Scaling Climate Change to Human Behavior. Predicting Good and Bad Years for Maya Farmers
Authors:
Karen L Kramer, Joseph Hackman
Abstract:
Objectives: Human responses to climate variation has a rich anthropological history. However, much less is known about how people living in small-scale societies perceive climate change, and what climate data are useful in predicting food production at a scale that affects daily lives. Methods: We use longitudinal ethnographic interview and economic data first to ask what aspects of climate variation affect the agricultural cycle and food production for Yucatec Maya farmers. Sixty years of high-resolution meteorological data and harvest assessments are used to then detect the scale at which climate data predict good and bad crop yields.

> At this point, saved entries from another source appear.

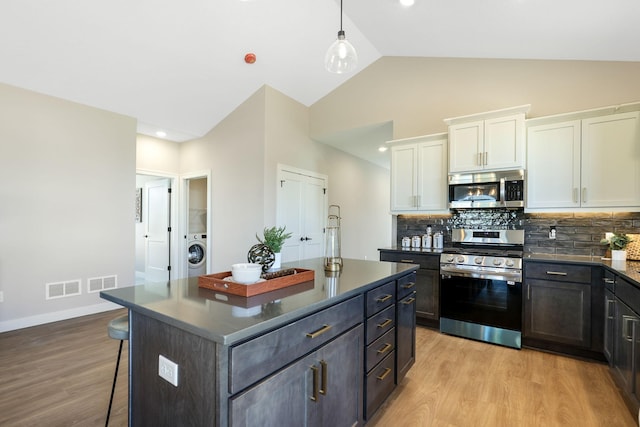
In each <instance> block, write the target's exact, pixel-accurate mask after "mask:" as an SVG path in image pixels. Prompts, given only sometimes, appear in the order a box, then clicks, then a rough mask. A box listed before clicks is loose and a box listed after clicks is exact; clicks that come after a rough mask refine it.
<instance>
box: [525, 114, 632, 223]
mask: <svg viewBox="0 0 640 427" xmlns="http://www.w3.org/2000/svg"><path fill="white" fill-rule="evenodd" d="M562 118H563V117H560V119H562ZM545 121H546V122H545ZM537 122H542V123H540V124H536V123H537ZM532 123H533V124H530V125H529V126H528V129H527V139H528V141H527V202H526V207H527V210H528V211H531V210H550V209H566V208H572V209H574V208H579V209H583V208H586V209H589V208H593V209H598V208H607V209H608V208H625V209H629V208H639V207H640V125H639V123H640V113H639V112H638V111H631V112H624V113H619V114H605V115H601V116H595V117H588V118H583V119H576V120H567V121H557V120H556V122H551V123H549V122H548V119H547V120H542V121H532Z"/></svg>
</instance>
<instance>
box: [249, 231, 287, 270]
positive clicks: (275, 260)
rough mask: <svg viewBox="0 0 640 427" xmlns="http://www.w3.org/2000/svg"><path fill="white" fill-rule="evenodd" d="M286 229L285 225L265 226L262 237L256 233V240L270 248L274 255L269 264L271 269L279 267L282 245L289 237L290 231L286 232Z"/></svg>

Finally, we analyze long-term changes in climate variables critical to food production. Results: We find that 1) only local, daily precipitation closely fits the climate pattern described by farmers. Other temporal (annual and monthly) scales miss key information about what farmers find important to successful harvests; 2) At both community- and municipal-levels, heavy late-season rains associated with tropical storms have the greatest negative impact on crop yields; 3) in contrast to regional and state long-term trajectories, local measures show an increase in rainfall during the late growing season, suggesting that fine-grained spatial data are needed to make accurate inferences about climate trends. Conclusion: Our findings highlight the importance to define climate variables at scales appropriate to human behavior. Course-grained annual, monthly, national and state-level data tell us little about climate attributes pertinent to farmers and food production. However, high resolution daily, local precipitation data do capture how climate variation shapes food production.